What economic impact will this have in the City of San Antonio? To quote Michael Kaiser, President of the Kennedy Center in DC: “Political leaders [should know] that almost 6 million Americans are employed in the arts, that we are a main motivator of tourism and that we generate billions of dollars of economic activity. We are not just an effete interest group serving the elite. We are a potent sector of the economy in virtually every community, providing service to all Americans. Arts organizations can help build greater appreciation for our field by doing a better job of institutional marketing. If the work we did in our communities was more visible, it would be harder for political leaders to dismiss it.” Gov. Rick Perry’s speech at the Tobin Center on December 15, 2010 mentioned that Texas lost Boeing to Chicago because the cultural level was stronger there than in Texas—that was what was learned months later. Let San Antonio not miss future business opportunities! It’s time for our cultural level to compete with larger cities; after all, we are the 7th largest city in America!

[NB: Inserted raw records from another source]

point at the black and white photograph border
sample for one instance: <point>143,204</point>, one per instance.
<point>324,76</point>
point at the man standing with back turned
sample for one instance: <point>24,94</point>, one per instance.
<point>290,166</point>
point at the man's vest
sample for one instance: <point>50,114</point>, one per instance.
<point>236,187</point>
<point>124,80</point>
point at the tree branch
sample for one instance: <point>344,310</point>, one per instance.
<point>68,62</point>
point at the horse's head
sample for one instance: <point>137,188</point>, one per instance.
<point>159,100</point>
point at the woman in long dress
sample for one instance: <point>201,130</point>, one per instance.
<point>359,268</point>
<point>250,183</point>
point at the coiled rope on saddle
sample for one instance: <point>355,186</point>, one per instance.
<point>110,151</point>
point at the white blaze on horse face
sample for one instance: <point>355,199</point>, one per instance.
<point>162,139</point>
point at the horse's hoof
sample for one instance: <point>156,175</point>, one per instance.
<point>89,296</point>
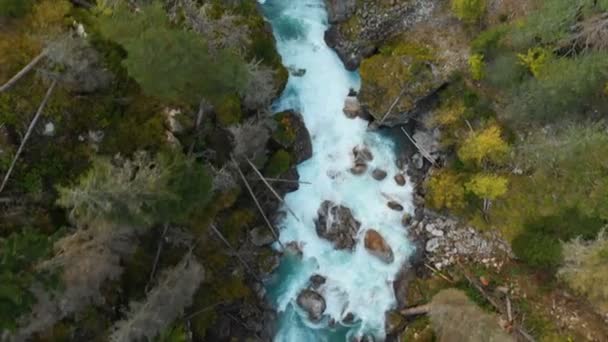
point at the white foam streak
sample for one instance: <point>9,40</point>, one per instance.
<point>356,281</point>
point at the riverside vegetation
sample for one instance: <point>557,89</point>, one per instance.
<point>518,93</point>
<point>123,212</point>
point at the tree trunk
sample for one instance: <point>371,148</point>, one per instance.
<point>233,251</point>
<point>272,189</point>
<point>257,203</point>
<point>23,72</point>
<point>416,310</point>
<point>28,133</point>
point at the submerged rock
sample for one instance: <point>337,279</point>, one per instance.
<point>400,179</point>
<point>379,174</point>
<point>340,10</point>
<point>349,318</point>
<point>395,206</point>
<point>313,303</point>
<point>358,169</point>
<point>261,236</point>
<point>394,322</point>
<point>337,224</point>
<point>316,281</point>
<point>377,246</point>
<point>352,107</point>
<point>362,154</point>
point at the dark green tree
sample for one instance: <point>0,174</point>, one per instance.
<point>169,62</point>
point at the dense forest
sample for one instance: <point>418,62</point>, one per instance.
<point>139,160</point>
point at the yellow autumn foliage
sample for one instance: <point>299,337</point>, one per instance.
<point>488,186</point>
<point>585,269</point>
<point>484,146</point>
<point>445,190</point>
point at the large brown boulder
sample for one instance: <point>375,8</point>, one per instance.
<point>378,247</point>
<point>337,224</point>
<point>313,303</point>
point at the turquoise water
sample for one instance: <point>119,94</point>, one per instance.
<point>356,282</point>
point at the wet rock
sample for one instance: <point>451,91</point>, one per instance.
<point>302,145</point>
<point>406,220</point>
<point>340,10</point>
<point>313,303</point>
<point>362,154</point>
<point>296,72</point>
<point>394,322</point>
<point>352,107</point>
<point>261,236</point>
<point>395,206</point>
<point>377,246</point>
<point>379,174</point>
<point>337,224</point>
<point>316,281</point>
<point>349,318</point>
<point>400,179</point>
<point>293,248</point>
<point>49,129</point>
<point>418,161</point>
<point>358,169</point>
<point>432,245</point>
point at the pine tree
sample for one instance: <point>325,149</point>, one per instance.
<point>166,302</point>
<point>171,63</point>
<point>484,147</point>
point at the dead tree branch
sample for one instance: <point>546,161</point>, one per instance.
<point>257,203</point>
<point>28,133</point>
<point>23,71</point>
<point>278,197</point>
<point>234,251</point>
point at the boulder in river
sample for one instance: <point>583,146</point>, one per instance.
<point>358,169</point>
<point>379,174</point>
<point>352,107</point>
<point>261,236</point>
<point>378,247</point>
<point>395,206</point>
<point>362,154</point>
<point>400,179</point>
<point>313,303</point>
<point>298,140</point>
<point>337,224</point>
<point>316,281</point>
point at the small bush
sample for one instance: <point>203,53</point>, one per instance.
<point>477,66</point>
<point>445,190</point>
<point>469,11</point>
<point>540,243</point>
<point>278,164</point>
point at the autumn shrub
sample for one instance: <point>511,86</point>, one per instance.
<point>455,317</point>
<point>485,146</point>
<point>539,245</point>
<point>469,11</point>
<point>584,269</point>
<point>14,8</point>
<point>445,190</point>
<point>566,88</point>
<point>228,110</point>
<point>477,66</point>
<point>279,163</point>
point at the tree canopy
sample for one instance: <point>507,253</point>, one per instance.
<point>169,62</point>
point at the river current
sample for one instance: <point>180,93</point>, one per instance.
<point>356,282</point>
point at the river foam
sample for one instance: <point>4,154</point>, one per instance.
<point>357,282</point>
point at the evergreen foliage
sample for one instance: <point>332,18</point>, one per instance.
<point>540,243</point>
<point>469,11</point>
<point>585,271</point>
<point>169,62</point>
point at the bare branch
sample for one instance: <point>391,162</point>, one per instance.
<point>28,133</point>
<point>23,71</point>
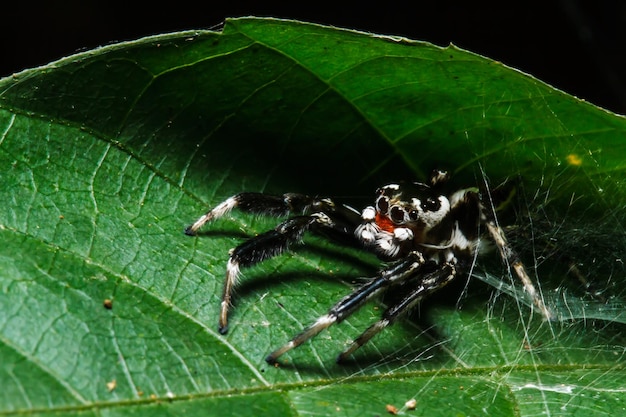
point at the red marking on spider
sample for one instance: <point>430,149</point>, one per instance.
<point>384,223</point>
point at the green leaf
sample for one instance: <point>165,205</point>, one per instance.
<point>107,155</point>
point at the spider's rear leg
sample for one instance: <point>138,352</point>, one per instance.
<point>396,273</point>
<point>268,245</point>
<point>260,203</point>
<point>428,284</point>
<point>510,257</point>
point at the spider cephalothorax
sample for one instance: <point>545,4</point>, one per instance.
<point>424,234</point>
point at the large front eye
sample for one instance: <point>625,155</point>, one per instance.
<point>396,214</point>
<point>382,204</point>
<point>431,204</point>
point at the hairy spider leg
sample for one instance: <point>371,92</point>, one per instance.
<point>425,286</point>
<point>397,273</point>
<point>275,242</point>
<point>512,260</point>
<point>260,203</point>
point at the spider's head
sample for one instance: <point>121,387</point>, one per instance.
<point>402,217</point>
<point>414,205</point>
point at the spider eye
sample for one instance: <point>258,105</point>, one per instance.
<point>397,214</point>
<point>430,204</point>
<point>382,205</point>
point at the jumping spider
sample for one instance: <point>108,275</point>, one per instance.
<point>423,235</point>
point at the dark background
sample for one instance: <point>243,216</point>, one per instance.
<point>577,46</point>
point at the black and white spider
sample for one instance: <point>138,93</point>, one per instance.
<point>422,234</point>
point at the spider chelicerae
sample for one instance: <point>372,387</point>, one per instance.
<point>423,235</point>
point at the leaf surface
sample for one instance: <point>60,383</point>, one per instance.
<point>107,155</point>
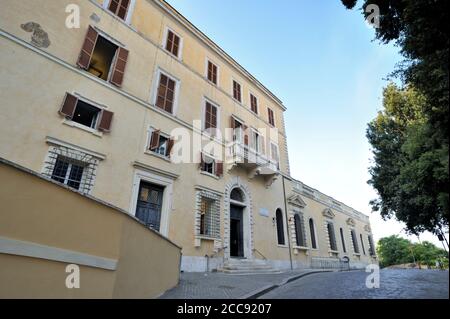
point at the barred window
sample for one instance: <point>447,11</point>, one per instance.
<point>70,167</point>
<point>208,214</point>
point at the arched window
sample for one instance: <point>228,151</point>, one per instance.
<point>299,233</point>
<point>312,230</point>
<point>331,236</point>
<point>236,194</point>
<point>280,227</point>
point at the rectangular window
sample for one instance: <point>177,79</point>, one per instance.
<point>237,91</point>
<point>271,117</point>
<point>68,172</point>
<point>254,103</point>
<point>119,7</point>
<point>103,58</point>
<point>160,144</point>
<point>173,43</point>
<point>212,72</point>
<point>86,114</point>
<point>165,97</point>
<point>210,116</point>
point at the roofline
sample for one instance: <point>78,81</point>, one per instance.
<point>203,37</point>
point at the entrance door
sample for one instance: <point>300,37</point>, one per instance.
<point>236,232</point>
<point>149,204</point>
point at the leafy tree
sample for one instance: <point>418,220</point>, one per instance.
<point>410,138</point>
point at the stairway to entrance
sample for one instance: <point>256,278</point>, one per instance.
<point>244,265</point>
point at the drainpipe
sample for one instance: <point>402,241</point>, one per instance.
<point>287,222</point>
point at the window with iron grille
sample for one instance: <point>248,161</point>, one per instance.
<point>71,167</point>
<point>237,91</point>
<point>212,72</point>
<point>173,43</point>
<point>208,214</point>
<point>166,93</point>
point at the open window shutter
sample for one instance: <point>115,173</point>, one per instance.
<point>68,107</point>
<point>88,48</point>
<point>119,67</point>
<point>105,121</point>
<point>154,141</point>
<point>219,168</point>
<point>170,146</point>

How will this help the Tobin Center for the Performing Arts?
For the Tobin Center to succeed, it will need to be leased as many nights as possible by as many organizations as possible. COSA is a major organization and plans to have a handful of concerts per season at the Tobin Center, thereby contributing to its success and sustainability.

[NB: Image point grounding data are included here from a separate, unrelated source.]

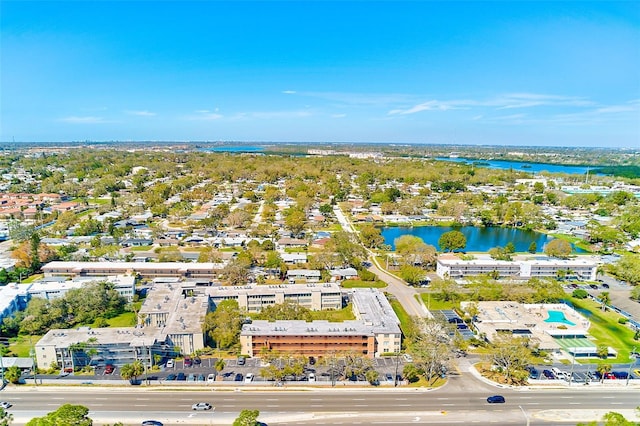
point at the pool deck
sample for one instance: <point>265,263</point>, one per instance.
<point>523,318</point>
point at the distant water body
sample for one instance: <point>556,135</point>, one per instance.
<point>521,166</point>
<point>234,149</point>
<point>478,238</point>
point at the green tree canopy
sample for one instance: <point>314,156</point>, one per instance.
<point>247,418</point>
<point>558,248</point>
<point>452,240</point>
<point>66,415</point>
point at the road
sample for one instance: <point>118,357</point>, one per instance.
<point>406,295</point>
<point>325,406</point>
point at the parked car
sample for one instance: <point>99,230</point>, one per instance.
<point>201,406</point>
<point>496,399</point>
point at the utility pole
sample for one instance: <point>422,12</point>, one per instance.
<point>395,377</point>
<point>631,364</point>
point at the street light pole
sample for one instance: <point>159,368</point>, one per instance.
<point>631,364</point>
<point>395,382</point>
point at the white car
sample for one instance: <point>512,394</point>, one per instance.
<point>201,406</point>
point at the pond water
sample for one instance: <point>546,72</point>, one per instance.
<point>478,238</point>
<point>520,165</point>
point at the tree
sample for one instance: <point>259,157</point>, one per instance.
<point>413,275</point>
<point>511,355</point>
<point>558,248</point>
<point>605,299</point>
<point>432,348</point>
<point>67,414</point>
<point>224,324</point>
<point>247,418</point>
<point>5,418</point>
<point>452,240</point>
<point>132,371</point>
<point>414,251</point>
<point>371,236</point>
<point>295,220</point>
<point>603,369</point>
<point>12,374</point>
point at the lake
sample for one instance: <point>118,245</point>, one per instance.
<point>234,149</point>
<point>521,166</point>
<point>478,239</point>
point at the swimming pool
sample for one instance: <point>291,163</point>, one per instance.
<point>558,316</point>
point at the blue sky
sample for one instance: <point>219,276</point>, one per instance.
<point>507,72</point>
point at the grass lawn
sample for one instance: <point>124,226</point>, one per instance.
<point>99,201</point>
<point>32,278</point>
<point>578,242</point>
<point>431,302</point>
<point>607,331</point>
<point>21,346</point>
<point>403,316</point>
<point>344,314</point>
<point>125,319</point>
<point>140,248</point>
<point>363,284</point>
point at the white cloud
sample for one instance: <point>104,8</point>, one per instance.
<point>141,113</point>
<point>206,115</point>
<point>83,120</point>
<point>434,105</point>
<point>280,114</point>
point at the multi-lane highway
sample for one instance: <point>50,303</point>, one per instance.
<point>326,406</point>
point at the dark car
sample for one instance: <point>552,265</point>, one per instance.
<point>548,374</point>
<point>496,399</point>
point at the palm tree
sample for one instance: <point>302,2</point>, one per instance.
<point>603,369</point>
<point>132,371</point>
<point>605,299</point>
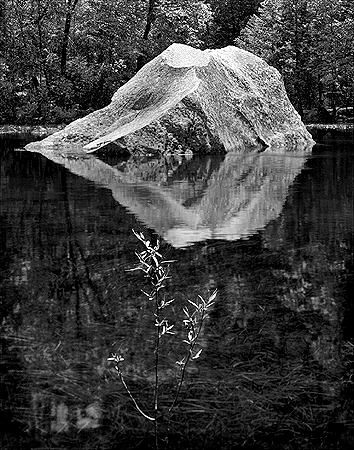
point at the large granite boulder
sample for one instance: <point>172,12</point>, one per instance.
<point>191,100</point>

How does the Tobin Endowment feel about another orchestra? The Tobin Endowment, on its own initiative, underwrote the reception last November 9, 2010, to honor COSA’s inaugural Board of Directors. The attendance at the event was “standing-room only” and crowded beyond expectation with much energy and support. The Tobin Endowment continues to support COSA.
Does the Chamber Orchestra of San Antonio have the City’s support? Yes, COSA met with the Mayor and his Chief of Staff and received an endorsement from the City.
What is COSA doing to enhance the cultural landscape of San Antonio? COSA is leading the effort to form an umbrella cultural arts organization that will bring the cultural community together. This Arts Council has been endorsed by the Mayor and will “turn it over to the City” once the organizational structure and membership are in place. COSA feels that a collaborative Arts Council comprised of fine arts organizations, such as the symphony, opera, ballet, museums, theatres, and universities, can only help strengthen the visibility of San Antonio’s cultural scene to a level that not only benefits each organization but also provides a significant economic impact to this community, such as that seen in other large cities. By providing a vehicle to strengthen the fine arts, this Arts Council will have a strong economic impact on the City. COSA’s partnering with the City of San Antonio has helped release the synergistic energies of collaboration among the fine arts organizations, thereby increasing the success of each organization, as well as leading the way in the elevation of the fine arts in our community.